I held up a picture of people sleeping under pieces of cardboard in a dim alley. “What do they need?” I asked my Sunday school class. “Food,” someone said. “Money,” said another. “A safe place,” a boy said thoughtfully. Then one girl spoke up: “Hope.”
“Hope is expecting good things to happen,” she explained. I found it interesting that she talked about “expecting” good things when, due to challenges, it can be easy not to expect good things in life. The Bible nevertheless speaks of hope in a way that agrees with my student. If “faith is confidence in what we hope for” (Hebrews 11:1), we who have faith in Jesus can expect good things to happen.

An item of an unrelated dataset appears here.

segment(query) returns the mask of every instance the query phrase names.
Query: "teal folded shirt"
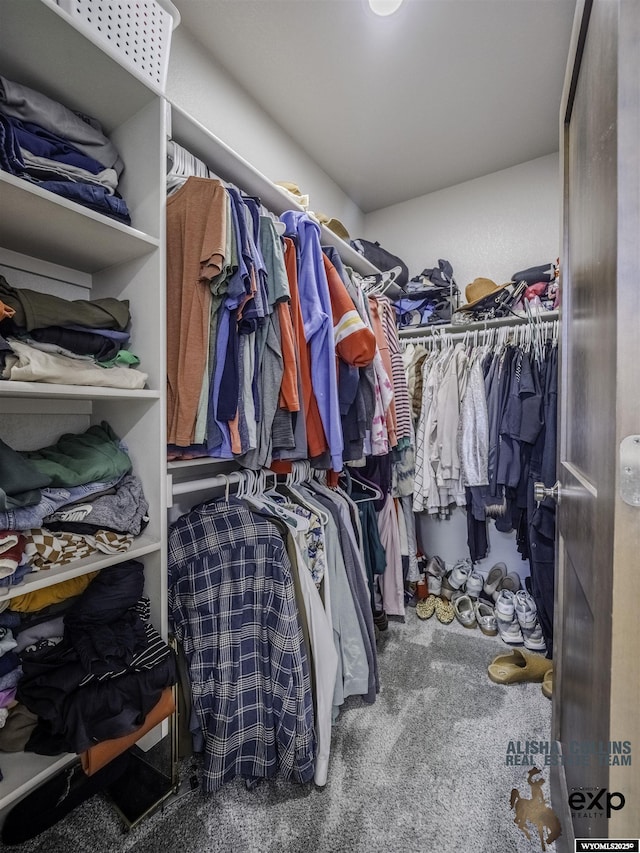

What is this ultimate good that believers in Christ can hope for with confidence?—“the promise of entering his rest” (4:1). For believers, God’s rest includes His peace, confidence of salvation, reliance on His strength and assurance of a future heavenly home. The guarantee of God and the salvation Jesus offers is why hope can be our anchor, holding us fast in times of need (6:18–20). The world needs hope, indeed: God’s true and certain assurance that throughout good and bad times, He’ll have the final say and won’t fail us. When we trust in Him, we know that He’ll make all things right for us in His time.
By Karen Huang
REFLECT & PRAY
How does the Bible encourage and give you hope and confidence? What are some things you can thank God for?
Dear God, my hope in You is firm and secure, not because my faith is strong, but because You’re faithful to do as You’ve promised.
SCRIPTURE INSIGHT
The author of Hebrews is never identified. Scholars suggest Paul or even Barnabas, Luke, Clement, or Apollos. But no matter, the author clearly understood that his readers needed perseverance to face trials and persecution. Throughout the book, readers are encouraged to endure and hold fast to Christ (2:1–4; 3:7–4:13; 5:11–6:2). And in 10:39, they’re reminded that as believers in Jesus they “do not belong to those who shrink back and are destroyed, but to those who have faith and are saved.” Then in chapter 11, known as the “Hall of Faith,” the author commends the many men and women of the Bible who lived by faith and sometimes died because of it. Because of their witness and example, believers in Jesus are prompted to “run with perseverance the race marked out for [them]” (12:1). And he bolsters them with God’s promise: “Never will I leave you; never will I forsake you” (13:5).